Así que los liberales de izquierdas no son ni lo uno ni lo otro: no son liberales de izquierda, es decir, liberales que no sólo se interesan por la libertad sino también por la responsabilidad social. Liberales ha habido desde hace mucho en el FDP y a día de hoy es posible que haya muchos más que no se cuentan entre las filas de los liberaldemócratas. Con el liberalismo de izquierdas moderno no tienen nada que ver. Pero los liberales de izquierda tampoco son personas de izquierda liberales, es decir, personas de izquierda que se distancian de las tradiciones totalitarias y antiliberales. Por el contrario, este libro es un alegato expreso en favor de una izquierda liberal y tolerante, no en favor de corrientes de pensamiento antiliberales que a menudo se tildan hoy de izquierdas. Por consiguiente, cuando en este libro se menciona el liberalismo de izquierdas no se hace referencia a las personas de izquierda en sentido literal.

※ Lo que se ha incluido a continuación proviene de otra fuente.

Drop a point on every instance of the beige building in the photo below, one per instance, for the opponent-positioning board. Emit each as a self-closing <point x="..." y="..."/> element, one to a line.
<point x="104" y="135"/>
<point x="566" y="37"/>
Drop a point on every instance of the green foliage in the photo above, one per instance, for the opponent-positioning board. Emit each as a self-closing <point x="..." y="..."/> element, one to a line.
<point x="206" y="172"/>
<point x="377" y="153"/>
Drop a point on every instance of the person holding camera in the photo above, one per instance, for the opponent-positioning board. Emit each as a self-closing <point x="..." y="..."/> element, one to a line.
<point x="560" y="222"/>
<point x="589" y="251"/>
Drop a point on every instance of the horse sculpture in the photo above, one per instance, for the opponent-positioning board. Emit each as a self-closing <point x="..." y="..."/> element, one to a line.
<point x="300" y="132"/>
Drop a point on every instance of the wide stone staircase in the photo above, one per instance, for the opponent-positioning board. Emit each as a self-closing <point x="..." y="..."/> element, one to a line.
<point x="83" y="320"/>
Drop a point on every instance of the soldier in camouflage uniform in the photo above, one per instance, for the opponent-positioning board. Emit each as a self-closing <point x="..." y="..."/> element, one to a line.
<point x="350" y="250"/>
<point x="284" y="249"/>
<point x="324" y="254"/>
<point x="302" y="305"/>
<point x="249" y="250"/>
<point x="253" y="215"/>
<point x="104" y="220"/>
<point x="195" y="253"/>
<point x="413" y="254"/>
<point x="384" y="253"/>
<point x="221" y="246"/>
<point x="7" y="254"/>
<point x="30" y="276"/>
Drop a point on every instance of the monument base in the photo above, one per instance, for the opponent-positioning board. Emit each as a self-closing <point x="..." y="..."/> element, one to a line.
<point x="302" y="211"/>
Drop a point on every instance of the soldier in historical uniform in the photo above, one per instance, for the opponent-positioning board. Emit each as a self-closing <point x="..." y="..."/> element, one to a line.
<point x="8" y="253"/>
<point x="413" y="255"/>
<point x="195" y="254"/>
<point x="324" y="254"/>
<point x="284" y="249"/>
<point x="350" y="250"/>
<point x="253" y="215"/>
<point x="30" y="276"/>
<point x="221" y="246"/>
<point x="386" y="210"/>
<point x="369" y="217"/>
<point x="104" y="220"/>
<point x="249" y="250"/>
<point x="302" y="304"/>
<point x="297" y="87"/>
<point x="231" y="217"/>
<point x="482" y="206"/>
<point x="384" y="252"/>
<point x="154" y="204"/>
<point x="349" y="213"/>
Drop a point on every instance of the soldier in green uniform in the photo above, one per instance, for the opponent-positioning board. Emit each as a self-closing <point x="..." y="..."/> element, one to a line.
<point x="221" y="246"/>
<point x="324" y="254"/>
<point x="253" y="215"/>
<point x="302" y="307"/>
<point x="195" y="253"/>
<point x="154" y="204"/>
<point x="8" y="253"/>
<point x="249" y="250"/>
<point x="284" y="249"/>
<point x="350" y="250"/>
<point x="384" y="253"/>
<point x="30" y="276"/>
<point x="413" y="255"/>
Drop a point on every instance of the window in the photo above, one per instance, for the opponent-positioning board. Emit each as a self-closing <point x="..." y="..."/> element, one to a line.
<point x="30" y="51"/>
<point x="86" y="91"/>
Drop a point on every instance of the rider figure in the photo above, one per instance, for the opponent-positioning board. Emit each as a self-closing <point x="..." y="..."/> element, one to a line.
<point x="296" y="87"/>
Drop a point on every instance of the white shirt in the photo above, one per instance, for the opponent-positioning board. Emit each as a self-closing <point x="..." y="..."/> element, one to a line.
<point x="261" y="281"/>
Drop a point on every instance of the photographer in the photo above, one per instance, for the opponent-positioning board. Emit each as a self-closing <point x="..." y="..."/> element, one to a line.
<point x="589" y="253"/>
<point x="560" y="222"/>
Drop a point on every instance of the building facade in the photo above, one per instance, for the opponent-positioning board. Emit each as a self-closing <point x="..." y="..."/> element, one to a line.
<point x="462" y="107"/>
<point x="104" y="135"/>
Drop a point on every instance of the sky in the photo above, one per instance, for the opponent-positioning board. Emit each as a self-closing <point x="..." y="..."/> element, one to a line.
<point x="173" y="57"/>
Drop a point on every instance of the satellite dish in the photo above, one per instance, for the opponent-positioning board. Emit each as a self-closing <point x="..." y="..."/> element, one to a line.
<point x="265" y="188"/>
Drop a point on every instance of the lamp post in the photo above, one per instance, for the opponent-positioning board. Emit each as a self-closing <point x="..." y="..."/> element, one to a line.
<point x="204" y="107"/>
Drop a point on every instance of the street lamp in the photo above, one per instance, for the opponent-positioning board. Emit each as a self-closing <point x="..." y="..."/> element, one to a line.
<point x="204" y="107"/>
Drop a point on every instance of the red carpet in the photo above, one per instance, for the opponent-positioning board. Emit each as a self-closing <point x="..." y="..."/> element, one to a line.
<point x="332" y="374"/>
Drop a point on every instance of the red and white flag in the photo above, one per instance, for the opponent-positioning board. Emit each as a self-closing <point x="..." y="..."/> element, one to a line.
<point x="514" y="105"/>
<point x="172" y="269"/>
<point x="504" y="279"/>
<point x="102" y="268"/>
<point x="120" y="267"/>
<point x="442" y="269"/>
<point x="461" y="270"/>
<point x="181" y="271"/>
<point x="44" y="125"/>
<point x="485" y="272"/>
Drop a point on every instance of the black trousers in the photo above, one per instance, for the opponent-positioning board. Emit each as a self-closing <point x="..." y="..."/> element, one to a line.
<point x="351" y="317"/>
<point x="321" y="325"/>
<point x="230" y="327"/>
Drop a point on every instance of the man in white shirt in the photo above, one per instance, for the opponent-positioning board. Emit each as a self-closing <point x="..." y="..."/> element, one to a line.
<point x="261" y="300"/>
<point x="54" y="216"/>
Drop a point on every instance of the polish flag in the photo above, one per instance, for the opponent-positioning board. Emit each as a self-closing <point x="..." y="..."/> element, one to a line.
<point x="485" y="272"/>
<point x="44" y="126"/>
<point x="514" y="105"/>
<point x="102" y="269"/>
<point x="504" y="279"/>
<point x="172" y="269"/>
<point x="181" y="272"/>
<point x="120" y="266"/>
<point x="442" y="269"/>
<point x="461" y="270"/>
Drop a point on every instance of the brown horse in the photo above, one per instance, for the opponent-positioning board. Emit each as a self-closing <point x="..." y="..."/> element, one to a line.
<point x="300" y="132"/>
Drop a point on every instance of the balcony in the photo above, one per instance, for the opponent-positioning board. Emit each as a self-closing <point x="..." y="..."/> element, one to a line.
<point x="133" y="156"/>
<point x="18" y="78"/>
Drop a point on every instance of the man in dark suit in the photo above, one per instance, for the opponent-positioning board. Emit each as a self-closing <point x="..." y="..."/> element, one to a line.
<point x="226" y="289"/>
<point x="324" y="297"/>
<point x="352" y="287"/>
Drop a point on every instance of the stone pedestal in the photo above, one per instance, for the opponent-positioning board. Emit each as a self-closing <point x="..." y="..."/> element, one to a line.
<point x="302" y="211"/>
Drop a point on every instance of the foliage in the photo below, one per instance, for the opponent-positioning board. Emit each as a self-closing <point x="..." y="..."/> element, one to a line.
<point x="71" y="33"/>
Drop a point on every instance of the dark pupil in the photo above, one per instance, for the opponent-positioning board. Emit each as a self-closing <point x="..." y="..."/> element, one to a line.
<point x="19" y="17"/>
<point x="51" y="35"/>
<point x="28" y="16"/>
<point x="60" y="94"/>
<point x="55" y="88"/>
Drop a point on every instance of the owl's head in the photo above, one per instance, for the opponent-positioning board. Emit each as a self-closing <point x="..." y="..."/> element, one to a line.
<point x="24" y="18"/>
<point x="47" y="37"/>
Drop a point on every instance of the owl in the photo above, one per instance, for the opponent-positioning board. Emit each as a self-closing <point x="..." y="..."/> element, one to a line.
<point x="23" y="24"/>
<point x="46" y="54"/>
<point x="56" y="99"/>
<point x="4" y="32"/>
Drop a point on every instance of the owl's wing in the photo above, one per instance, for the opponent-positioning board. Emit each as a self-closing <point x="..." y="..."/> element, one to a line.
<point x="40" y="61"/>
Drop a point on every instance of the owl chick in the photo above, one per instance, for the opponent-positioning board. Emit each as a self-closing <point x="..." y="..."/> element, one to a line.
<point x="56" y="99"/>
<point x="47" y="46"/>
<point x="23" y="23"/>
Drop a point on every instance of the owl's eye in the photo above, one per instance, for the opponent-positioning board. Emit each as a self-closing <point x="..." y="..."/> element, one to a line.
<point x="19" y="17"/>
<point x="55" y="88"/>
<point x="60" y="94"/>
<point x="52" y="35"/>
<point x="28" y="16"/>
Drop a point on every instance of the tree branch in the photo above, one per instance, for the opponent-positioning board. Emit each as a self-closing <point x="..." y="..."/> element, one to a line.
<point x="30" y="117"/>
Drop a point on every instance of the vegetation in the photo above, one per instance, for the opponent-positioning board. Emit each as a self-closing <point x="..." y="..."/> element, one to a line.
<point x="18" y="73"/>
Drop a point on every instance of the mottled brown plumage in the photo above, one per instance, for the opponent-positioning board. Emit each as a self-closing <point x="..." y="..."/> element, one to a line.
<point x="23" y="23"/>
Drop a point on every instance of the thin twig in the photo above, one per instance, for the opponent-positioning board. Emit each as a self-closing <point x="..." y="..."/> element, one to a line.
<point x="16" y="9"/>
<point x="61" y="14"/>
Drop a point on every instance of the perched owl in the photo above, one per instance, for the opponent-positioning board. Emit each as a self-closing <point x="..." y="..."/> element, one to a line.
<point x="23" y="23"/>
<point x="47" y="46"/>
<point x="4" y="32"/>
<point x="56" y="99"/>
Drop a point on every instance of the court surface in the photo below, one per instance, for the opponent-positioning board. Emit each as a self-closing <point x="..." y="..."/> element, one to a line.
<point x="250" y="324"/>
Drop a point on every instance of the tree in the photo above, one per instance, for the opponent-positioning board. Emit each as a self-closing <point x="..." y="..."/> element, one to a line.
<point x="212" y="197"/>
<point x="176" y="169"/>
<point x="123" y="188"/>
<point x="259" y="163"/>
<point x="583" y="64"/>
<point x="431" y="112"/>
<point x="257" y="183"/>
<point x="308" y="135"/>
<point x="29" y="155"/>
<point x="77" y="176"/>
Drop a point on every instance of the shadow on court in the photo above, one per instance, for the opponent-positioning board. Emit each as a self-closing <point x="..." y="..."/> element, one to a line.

El liberalismo de izquierdas ha jugado un papel importante en el declive de nuestra cultura del debate. La intolerancia de la izquierda liberal y los discursos de odio de la extrema derecha son vasos comunicantes que se necesitan, se refuerzan entre ellos y viven el uno del otro. Ya sea la política para los refugiados, el cambio climático o el coronavirus, el patrón siempre es el mismo: la arrogancia de los liberales de izquierda nutre el terreno que gana la extrema derecha. A su vez, cuanto más abusivos los comportamientos de la extrema derecha, más seguros en sus posiciones se sienten los liberales de izquierda. ¿Que los nazis están en contra de la emigración? ¡Entonces todo el que critique a la emigración tiene que ser un nazi encubierto! ¿Qué los negacionistas climáticos rechazan los impuestos al CO2? ¡Entonces se les mete en el mismo saco que a los que critican la subida de los combustibles y de la calefacción! ¿Qué teóricos de la conspiración difunden informaciones falsas sobre el coronavirus? ¡Entonces los que crean que los confinamientos obligatorios son una medida equivocada es porque deben estar bajo la influencia de teorías de la conspiración! En resumen: el que no esté con nosotros es de extrema derecha, es un negacionista climático, es un paranoico, etc. Así de fácil es el mundo de los liberales de izquierda.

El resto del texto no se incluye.